On s'inquiète tous de voir qu'un groupe d'activistes pacifiques qui s'oppose au régime de Bachar al Assad puisse être kidnappé dans une zone “libérée” sans que des factions armées interviennent sérieusement pour retrouver les responsables de l'enlèvement. La route qui mène à la liberté en Syrie est longue et  tout le monde ne rêve pas d'un état d'égalité et de justice. Ce qui pour beaucoup est une recherche de liberté -pour laquelle ils sont prêts à tuer- n'est en réalité qu'une recherche d'autorité pour laquelle ils sont également prêts à tuer. Et ce que nous pensons avoir libéré n'est que la première étape d'un processus par lequel nous écrivons un nouveau contrat social qui supprimera les atteintes aux libertés et la discrimination du peuple pour ses idées et ses activités politiques. Nous nous sommes peut-être trompés en étant trop indulgents par rapport aux mesures sécuritaires, que nous soutenions quand nous vivions dans des zones contrôlées par le régime.

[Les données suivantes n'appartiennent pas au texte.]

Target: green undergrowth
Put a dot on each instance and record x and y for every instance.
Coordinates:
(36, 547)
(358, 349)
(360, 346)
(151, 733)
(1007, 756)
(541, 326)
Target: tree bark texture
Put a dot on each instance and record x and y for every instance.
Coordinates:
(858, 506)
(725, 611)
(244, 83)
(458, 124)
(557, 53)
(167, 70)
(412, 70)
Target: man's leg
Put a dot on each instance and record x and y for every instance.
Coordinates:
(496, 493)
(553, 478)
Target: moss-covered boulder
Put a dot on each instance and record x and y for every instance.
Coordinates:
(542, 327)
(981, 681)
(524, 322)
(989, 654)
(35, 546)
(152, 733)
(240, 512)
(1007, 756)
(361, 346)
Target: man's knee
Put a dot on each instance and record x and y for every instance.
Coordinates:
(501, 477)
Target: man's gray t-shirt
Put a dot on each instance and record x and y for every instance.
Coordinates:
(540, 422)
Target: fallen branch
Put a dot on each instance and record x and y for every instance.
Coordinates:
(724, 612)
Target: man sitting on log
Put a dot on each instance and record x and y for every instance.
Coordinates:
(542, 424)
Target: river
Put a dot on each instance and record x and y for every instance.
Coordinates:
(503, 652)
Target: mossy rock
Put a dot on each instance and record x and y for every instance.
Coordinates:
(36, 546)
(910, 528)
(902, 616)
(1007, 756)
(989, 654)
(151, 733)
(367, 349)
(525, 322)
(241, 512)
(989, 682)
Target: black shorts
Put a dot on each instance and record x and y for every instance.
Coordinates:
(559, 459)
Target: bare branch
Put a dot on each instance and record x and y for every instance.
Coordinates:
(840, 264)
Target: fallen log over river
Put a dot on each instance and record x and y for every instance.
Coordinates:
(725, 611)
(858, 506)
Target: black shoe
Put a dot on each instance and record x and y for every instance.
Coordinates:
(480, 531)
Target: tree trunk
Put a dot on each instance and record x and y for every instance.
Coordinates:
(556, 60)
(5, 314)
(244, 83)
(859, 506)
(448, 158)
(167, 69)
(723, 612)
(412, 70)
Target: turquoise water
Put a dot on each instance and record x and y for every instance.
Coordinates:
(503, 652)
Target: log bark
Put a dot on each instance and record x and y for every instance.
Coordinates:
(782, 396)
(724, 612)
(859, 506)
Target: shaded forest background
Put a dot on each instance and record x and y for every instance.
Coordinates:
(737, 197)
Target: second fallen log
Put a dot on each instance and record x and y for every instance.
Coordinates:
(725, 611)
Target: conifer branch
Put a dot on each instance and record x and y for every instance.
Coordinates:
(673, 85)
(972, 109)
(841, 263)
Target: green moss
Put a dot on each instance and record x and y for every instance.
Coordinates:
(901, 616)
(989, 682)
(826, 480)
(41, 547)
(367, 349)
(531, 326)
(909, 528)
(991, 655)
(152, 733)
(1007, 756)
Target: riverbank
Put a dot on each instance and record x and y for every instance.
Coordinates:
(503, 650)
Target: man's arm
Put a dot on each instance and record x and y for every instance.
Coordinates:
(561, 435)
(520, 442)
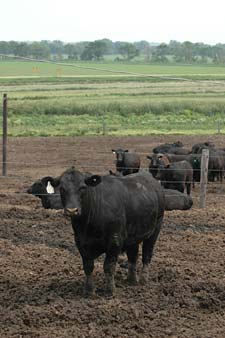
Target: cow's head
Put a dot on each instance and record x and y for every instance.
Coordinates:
(41, 187)
(120, 153)
(161, 171)
(73, 186)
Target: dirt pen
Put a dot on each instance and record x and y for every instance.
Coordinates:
(41, 283)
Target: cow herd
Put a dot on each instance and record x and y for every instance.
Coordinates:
(115, 212)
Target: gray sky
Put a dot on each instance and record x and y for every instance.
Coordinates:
(117, 20)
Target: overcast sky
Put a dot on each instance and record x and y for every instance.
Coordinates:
(117, 20)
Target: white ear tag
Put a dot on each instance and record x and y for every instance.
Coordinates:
(49, 188)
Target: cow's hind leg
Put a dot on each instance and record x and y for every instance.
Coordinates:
(147, 252)
(110, 263)
(132, 254)
(88, 265)
(109, 270)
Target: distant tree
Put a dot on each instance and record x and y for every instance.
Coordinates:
(40, 50)
(94, 50)
(128, 50)
(22, 49)
(188, 51)
(219, 53)
(71, 51)
(56, 48)
(160, 53)
(4, 47)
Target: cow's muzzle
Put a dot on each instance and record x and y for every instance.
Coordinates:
(72, 211)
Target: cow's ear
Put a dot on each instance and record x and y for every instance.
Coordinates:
(54, 181)
(93, 180)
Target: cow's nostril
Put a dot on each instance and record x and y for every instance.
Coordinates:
(72, 211)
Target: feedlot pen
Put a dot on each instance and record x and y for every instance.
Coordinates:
(41, 276)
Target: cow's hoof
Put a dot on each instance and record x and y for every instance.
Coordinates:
(132, 279)
(143, 279)
(89, 293)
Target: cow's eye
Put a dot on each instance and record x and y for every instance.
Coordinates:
(62, 191)
(82, 188)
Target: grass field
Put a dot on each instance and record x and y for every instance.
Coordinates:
(49, 99)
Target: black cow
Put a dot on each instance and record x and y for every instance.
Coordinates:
(216, 165)
(167, 147)
(126, 163)
(112, 214)
(198, 147)
(50, 197)
(155, 161)
(177, 176)
(176, 200)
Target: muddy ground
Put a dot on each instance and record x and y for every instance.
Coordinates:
(41, 277)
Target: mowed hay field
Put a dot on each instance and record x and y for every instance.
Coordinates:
(41, 287)
(41, 276)
(113, 99)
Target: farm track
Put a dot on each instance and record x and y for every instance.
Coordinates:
(41, 276)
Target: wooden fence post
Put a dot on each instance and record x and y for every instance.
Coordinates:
(204, 177)
(4, 136)
(103, 126)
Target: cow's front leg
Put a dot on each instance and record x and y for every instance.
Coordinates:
(132, 254)
(88, 265)
(109, 270)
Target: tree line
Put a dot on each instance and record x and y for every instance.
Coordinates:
(174, 51)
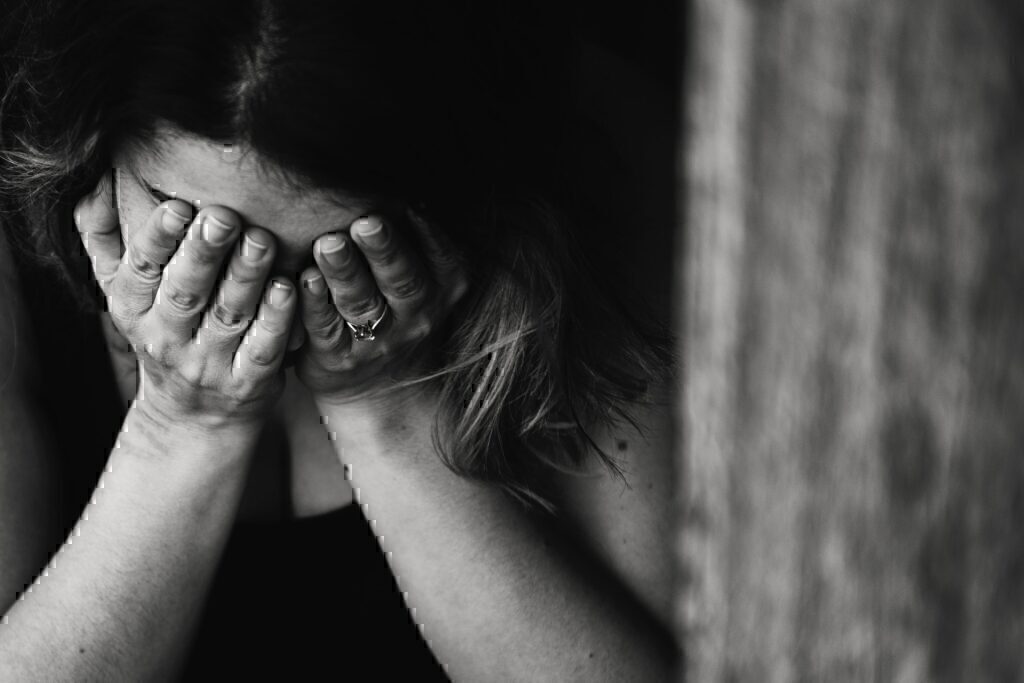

Actuellement en Syrie, quand les fous, les voyous et les extrémistes peuvent librement se procurer des armes, il faut comprendre que sa vie est menacée quand on croit à la révolution syrienne, et que 24H/24 on peut se faire tuer. Il faut reconsidérer son engagement à faire le sacrifice de tout ce à quoi l'on tient, que ce soit la liberté ou même la vie, pour ouvrir le chemin vers une Syrie libre d'emprisonnement, de kidnappings et de prisons secrètes.

Actuellement en Syrie, si on ne se sent pas menacé ou concerné par sa propre sécurité et si vos amis ne vous alertent pas et ne vous font pas part de leurs craintes par rapport à ce que vous écrivez, il faut se poser la question des concessions que l'on peut faire à la peur et considérer les injustices dont on est témoin pour décider des situations que l'on peut ignorer et auxquelles on va tourner le dos.

Par cet article, je souhaite ajouter ma voix aux 46 organisations de défense des droits humains, dont Human Rights Watch et Amnesty International, et tenir l'Armée Islamique, dirigée par  Zahran Alloush, pour responsable de la disparition de Razan Zaitouneh, de son mari Wael Hammada, de Sameera Khalil et de Nadhem Hammadi.

J'irai même plus loin en écrivant que le kidnapping de ces activistes reflète l'ambition dictatoriale de kidnapper toute une nation en supprimant sa révolution.

J'en appelle à vous tous pour soutenir la campagne de libération des activistes syriens sous le hashtag #Douma4. Je voudrais remercier ici ceux d'entre vous  qui ont bien voulu ajouter leur nom à la liste des personnes qui sont la cible des dictateurs du monde entier.

Si j'étais dictateur, ou projetais de le devenir, vous seriez tous mes ennemis, pour la simple raison que vous savez lire et écrire, ou tout bonnement parce que vous pensez.